Several aspects of Bush’s 2007 order were not defined precisely in the text. Executive Order 13440 prohibited “willful and outrageous acts of personal abuse” only if they were conducted “for the purpose of humiliating or degrading” a detainee, but was agnostic about whether humiliation or degradation occurring as a side effect of such acts was permissible. It similarly prohibited “acts intended to denigrate the religion, religious practices, or religious objects of the individual” but did not specify what these acts were, nor whether it was permissible to engage in an interrogation technique whereby religious denigration occurred but was not a specific goal of the technique.

In a speech to the Council on Foreign Relations in September 2007, then-CIA Director Michael Hayden defended the CIA’s re-authorized interrogation program as legal. “I don‘t know of anyone who has looked at the Army Field Manual who could make the claim that what’s contained in there exhausts the universe of lawful interrogation techniques consistent with the Geneva Convention,” Hayden said.

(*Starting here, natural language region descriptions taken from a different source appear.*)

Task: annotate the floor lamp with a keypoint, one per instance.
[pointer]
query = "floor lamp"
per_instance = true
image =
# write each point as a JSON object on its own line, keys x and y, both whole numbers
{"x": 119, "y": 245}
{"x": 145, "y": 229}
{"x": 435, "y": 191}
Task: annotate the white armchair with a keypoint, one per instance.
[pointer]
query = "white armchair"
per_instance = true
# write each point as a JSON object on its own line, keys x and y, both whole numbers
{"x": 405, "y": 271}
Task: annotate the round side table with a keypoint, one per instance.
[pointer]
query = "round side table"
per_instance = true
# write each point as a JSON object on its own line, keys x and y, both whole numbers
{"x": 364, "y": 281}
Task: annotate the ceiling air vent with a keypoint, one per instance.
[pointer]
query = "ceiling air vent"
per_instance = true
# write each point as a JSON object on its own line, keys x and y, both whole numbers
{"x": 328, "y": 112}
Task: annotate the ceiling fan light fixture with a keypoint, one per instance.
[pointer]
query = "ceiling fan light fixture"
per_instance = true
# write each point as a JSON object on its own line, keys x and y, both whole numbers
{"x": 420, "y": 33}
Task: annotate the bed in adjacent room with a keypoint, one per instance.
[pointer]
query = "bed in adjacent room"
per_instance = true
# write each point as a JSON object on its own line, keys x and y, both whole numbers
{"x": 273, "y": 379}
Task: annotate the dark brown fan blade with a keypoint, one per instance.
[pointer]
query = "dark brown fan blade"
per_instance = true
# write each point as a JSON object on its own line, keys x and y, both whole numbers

Ratner of the Center for Constitutional Rights said the 2007 Office of Legal Counsel memo raised questions about why the CIA felt it needed expanded authorities for interrogation by 2007. “What we don’t know is whether, after Hamdan, that 2007 memo modifies what the CIA is able to do in interrogation techniques,” he said. “But what’s more interesting is why the CIA thinks it needs to use those interrogation techniques,” he said, noting that the Bush administration released 14 detainees from its network of secret detention facilities months before the 2007 memo was issued.

“Who are they interrogating in 2007?” Ratner said. “Who are they torturing in 2007? Is that they’re nervous about going beyond what OLC has said? These are secret-site people. Who are they? What happened to them?”

It is unclear if the Senate Select Committee on Intelligence, which opened an investigation last month into the CIA’s post-9/11 detention and interrogation programs, has seen the memorandum. A Hill source familiar with the investigation and not cleared to speak with the press did not specify what documents the committee has viewed, but said, “What we haven’t seen to date, we’re likely to see in our study.” That committee is expected to complete its review in the “next six to eight months,” chair Sen. Dianne Feinstein (D-Calif.) said in a letter to President Obama on Monday.